We gave up wrapping presents for our kids. We hid them in our closet and just gave it to them one present per night. Why waste time and money wrapping them when the kids would rip off the paper immediately. Thank goodness we never had a Chanukah bush. 🙁
December 11, 2022 at 5:52 pm
Hi Bob,
It is raining still. North of Boston has light snow. I’m thankful for the ocean.
There are a couple of houses around here with blue and white lights. Another has a giant wooden menorah in the front yard. They light a new candle each night.
One of my friends cooked a jewish meal for us.
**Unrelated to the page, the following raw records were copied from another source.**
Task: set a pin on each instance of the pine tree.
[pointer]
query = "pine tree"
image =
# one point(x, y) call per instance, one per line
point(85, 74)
We also played with a dreidel, and she explained what the sides meant. My mother always put chocolate coins in our stockings. One year they all had a menorah embossed on the gold. I never knew the history of the dreidel.
I like wrapping presents. I always by something for the tops of each gift like an ornament. I have a few neat things for the presents this year. Agway sells seed lollipops. You just stick it into the ground. One is to attract butterflies and the other is for wild flowers.
I remember the Chanukah bush euphemism.